Monitor the health of your backups using Azure Backup Metrics (preview)

Article
12/11/2024

Azure Backup provides a set of built-in metrics via Azure Monitor that enable you to monitor the health of your backups. It also allows you to configure alert rules that trigger when the metrics exceed defined thresholds.

Azure Backup offers the following key capabilities:

Ability to view out-of-the-box metrics related to back up and restore health of your backup items along with associated trends
Ability to write custom alert rules on these metrics to efficiently monitor the health of your backup items
Ability to route fired metric alerts to different notification channels supported by Azure Monitor, such as email, ITSM, webhook, logic apps, and so on.

Learn more about Azure Monitor metrics.

Supported scenarios

Supports built-in metrics for the following workload types:
- Azure VM, SQL databases in Azure VM
- SAP HANA databases in Azure VM
- Azure Files
- Azure Blobs.
Metrics for HANA instance workload type are currently not supported.
Metrics can be viewed for all Recovery Services vaults in each region and subscription at a time. Viewing metrics for a larger scope in the Azure portal is currently not supported. The same limits are also applicable to configure metric alert rules.

Supported metrics

Currently, Azure Backup supports the following metrics:

Backup Health Events: The value of this metric represents the count of health events pertaining to backup job health, which were fired for the vault within a specific time. When a backup job completes, the Azure Backup service creates a backup health event. Based on the job status (such as succeeded or failed), the dimensions associated with the event vary.
Restore Health Events: The value of this metric represents the count of health events pertaining to restore job health, which were fired for the vault within a specific time.
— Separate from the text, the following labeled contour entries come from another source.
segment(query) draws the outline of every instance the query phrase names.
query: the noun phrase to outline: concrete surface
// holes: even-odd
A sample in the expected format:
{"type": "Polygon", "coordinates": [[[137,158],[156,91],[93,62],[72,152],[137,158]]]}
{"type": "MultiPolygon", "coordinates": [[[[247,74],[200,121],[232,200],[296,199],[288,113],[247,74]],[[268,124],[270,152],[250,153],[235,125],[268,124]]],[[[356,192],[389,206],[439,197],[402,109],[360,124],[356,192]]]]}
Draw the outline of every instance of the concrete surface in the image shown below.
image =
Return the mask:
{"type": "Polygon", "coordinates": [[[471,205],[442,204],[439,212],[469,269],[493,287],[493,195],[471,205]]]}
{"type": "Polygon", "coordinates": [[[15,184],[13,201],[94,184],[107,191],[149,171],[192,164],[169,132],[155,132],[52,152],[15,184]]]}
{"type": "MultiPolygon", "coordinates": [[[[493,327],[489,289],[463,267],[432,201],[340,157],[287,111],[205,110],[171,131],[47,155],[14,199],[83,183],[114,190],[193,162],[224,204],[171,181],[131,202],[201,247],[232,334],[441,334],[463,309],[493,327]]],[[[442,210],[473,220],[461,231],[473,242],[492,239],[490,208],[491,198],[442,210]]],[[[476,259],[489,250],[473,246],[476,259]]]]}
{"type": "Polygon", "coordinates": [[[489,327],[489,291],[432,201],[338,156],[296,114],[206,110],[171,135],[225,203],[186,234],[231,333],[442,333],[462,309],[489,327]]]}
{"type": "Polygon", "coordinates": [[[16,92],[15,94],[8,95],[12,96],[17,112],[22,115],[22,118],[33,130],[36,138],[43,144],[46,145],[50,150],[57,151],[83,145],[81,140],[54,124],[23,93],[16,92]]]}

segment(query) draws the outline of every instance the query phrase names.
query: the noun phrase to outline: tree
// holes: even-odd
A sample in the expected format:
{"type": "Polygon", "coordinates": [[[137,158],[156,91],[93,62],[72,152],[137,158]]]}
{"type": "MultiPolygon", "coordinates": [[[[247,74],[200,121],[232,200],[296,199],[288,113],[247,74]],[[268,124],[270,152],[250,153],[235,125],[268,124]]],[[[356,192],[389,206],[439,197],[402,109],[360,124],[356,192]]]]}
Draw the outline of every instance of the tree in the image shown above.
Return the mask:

When a restore job completes, the Azure Backup service creates a restore health event. Based on the job status (such as succeeded or failed), the dimensions associated with the event vary.

Note

We support Restore Health Events only for Azure Blobs workload, as backups are continuous, and there's no notion of backup jobs here.

By default, the counts are surfaced at the vault level. To view the counts for a particular backup item and job status, you can filter the metrics on any of the supported dimensions.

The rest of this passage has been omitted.